Munro’s story is one where interesting things happen to him by proximity to interesting people and events. His first day as a journalist in the gallery Muldoon resigns. His first day in Clark’s office a bullet arrives in the mail. The day he flies back into New Zealand from an overseas trip, Ardern takes over the Labour leadership and Grant Robertson rings him to say, in effect, ‘come help us.’
Munro tells readers he never sought out any of these roles. If he has political convictions they aren’t to be found on the page, other than his obvious dedication of years working for Labour. He doesn’t even seem that interested in politics, sitting ringside to big political personalities and events but preferring to stay behind the scenes.
Unfortunately the cover takes the ringside metaphor and turns it concrete, to adverse effect. My son saw me reading it and asked why I was reading a disturbing book. In reality, it isn’t a combative story, other than an act of violence from Bob Jones, nor is it a highly ideological one.
The reforms of the 1980s and 90s have been well covered by books and podcasts. This era seems endlessly fascinating to us as we try and understand the Aotearoa New Zealand we live in today, and Munro retreads them for readers who are interested.
But where Munro’s book really shines is in the smaller details only someone close to the action would know. When Muldoon resigns and catches the governor-general unaware late evening, there are no clerical staff around and it’s the editor of The New Zealand Listener, David Beatson, who has to sit at a typewriter and thump out a statement for David Beattie. Winston Peters sends Munro-the-journalist flowers when his son is born; the biggest bouquet Munro and his wife receive. In America, travelling with Clark, Munro – the male press secretary - is assumed to be the Prime Minister.

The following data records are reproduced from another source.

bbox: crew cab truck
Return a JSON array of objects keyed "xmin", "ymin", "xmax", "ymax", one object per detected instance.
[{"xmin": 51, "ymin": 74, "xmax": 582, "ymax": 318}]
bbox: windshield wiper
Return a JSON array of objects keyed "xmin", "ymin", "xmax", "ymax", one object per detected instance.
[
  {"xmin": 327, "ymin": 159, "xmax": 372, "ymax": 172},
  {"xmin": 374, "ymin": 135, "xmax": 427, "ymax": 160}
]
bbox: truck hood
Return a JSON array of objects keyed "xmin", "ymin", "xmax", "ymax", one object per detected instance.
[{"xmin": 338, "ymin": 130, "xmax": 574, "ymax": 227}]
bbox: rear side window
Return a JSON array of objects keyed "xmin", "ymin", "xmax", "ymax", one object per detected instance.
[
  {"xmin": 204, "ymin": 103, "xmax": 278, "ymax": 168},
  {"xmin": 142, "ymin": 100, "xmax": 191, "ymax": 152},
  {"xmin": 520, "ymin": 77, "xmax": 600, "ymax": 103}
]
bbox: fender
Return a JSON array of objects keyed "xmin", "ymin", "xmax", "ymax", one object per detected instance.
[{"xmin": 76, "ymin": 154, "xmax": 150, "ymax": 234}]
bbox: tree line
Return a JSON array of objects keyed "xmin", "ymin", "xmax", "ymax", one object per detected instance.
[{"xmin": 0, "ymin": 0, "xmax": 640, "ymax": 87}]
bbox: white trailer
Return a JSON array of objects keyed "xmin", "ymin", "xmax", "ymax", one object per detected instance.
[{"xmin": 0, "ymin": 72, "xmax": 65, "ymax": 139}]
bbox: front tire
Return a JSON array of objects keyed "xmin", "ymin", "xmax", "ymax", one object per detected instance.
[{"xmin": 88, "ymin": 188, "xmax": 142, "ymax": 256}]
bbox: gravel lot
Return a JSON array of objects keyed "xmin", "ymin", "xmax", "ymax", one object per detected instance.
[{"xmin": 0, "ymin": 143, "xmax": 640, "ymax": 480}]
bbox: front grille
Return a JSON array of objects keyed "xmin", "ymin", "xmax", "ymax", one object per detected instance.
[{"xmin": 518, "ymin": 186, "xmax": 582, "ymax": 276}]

My favourite of these anecdotes is when Paul Holmes wanted to interview Clark at Anzac Cove. Ministry of Foreign Affairs staff, worried about timing (given the Prime Minister was due at other events), asked if the Holmes show might just be able to air 30 minutes early that evening to make it all work. What self-important audacity!
Munro’s style is that of a trained reporter and even though it is a memoir he almost keeps himself out of the story. Even if readers are familiar with the era Munro covers, the little details he shares from being privy to all that history are worth the read.